Enquanto isso, as grandes cabeças do crime organizado continuam administrando o fluxo financeiro dos delitos, comprando novos armamentos e estabelecendo suas conexões políticas. 

As operações de inteligência são as mais eficazes, pois fazem os tubarões do crime organizado perderem muito dinheiro. A Operação Carbono Oculto é um exemplo de como é possível atacar o coração do crime organizado sem causar uma cena de guerra. Um esquema bilionário de lavagem de dinheiro do PCC foi descoberto, causando enorme prejuízo à facção. 

Esse é o único caminho para impedir o avanço do crime organizado. Isso deveria ser ponto pacífico no debate público, mas vivemos a era do triunfo do negacionismo. 

Não me estranha o fato de que oito entre dez moradores de favelas sejam a favor das operações policiais como a que resultou no massacre da Penha. É uma resposta emocional, traumatizada, de quem vive há décadas sob o domínio do crime organizado e vê na violência o único caminho para se combater a violência. 

O que a população quer, de fato, é o fim do crime organizado de uma vez por todas.
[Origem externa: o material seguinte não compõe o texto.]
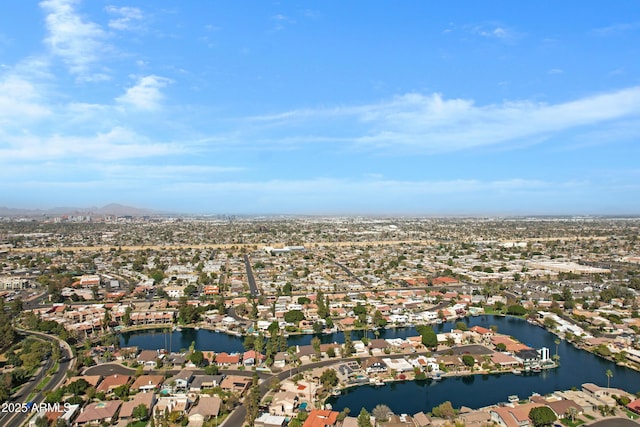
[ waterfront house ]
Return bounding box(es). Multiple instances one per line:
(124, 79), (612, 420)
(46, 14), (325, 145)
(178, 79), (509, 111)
(531, 396), (582, 418)
(131, 375), (164, 393)
(137, 350), (163, 368)
(189, 395), (222, 425)
(216, 352), (240, 367)
(153, 396), (191, 418)
(253, 413), (287, 427)
(627, 399), (640, 414)
(489, 403), (545, 427)
(96, 374), (131, 394)
(189, 375), (224, 392)
(242, 350), (265, 366)
(118, 393), (156, 422)
(220, 375), (252, 394)
(273, 351), (288, 369)
(163, 369), (193, 393)
(302, 409), (339, 427)
(413, 412), (431, 427)
(269, 391), (299, 417)
(360, 356), (387, 374)
(491, 352), (520, 368)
Quando o morador de favela liga a TV ou usa o celular, ele se depara com um debate público em que o negacionismo foi completamente legitimado. 

‘a grande polarização que domina o país É democracia x barbárie’.

Nos programas policiais, por exemplo, esse debate nem existe. Qualquer um que se oponha ao discurso fácil do “bandido bom é bandido morto” é implacavelmente ridicularizado pelos Datenas da vida. Até em programas jornalísticos que fogem do sensacionalismo, há articulistas que apoiam abertamente o massacre de Castro. 

Joel Pinheiro disse na GloboNews que, a depender de quem morreu, a operação pode ter sido um sucesso. “Quantos de fato são bandidos em confronto com a polícia e quantos são inocentes, pegos como vítimas colaterais? Isso vai nos ajudar a dizer o quão bem-sucedido, ou não, foi essa operação”, declarou Pinheiro, como se a produção de cadáveres pudesse ser positiva para a segurança pública. 

E assim, de massacre em massacre, vamos mantendo o círculo vicioso que retroalimenta o crime e descarta as únicas vias para combatê-lo. A cena de corpos mortos enfileirados deveria chocar a todos, não importam as circunstâncias, mas é tratada como troféu por políticos e analistas de direita. 

Só há dois vencedores quando o negacionismo na segurança pública triunfa: o crime organizado e os políticos de extrema direita — muitos deles ligados ao crime organizado. Mais uma vez, revela-se qual é a grande polarização que domina o país: democracia x barbárie.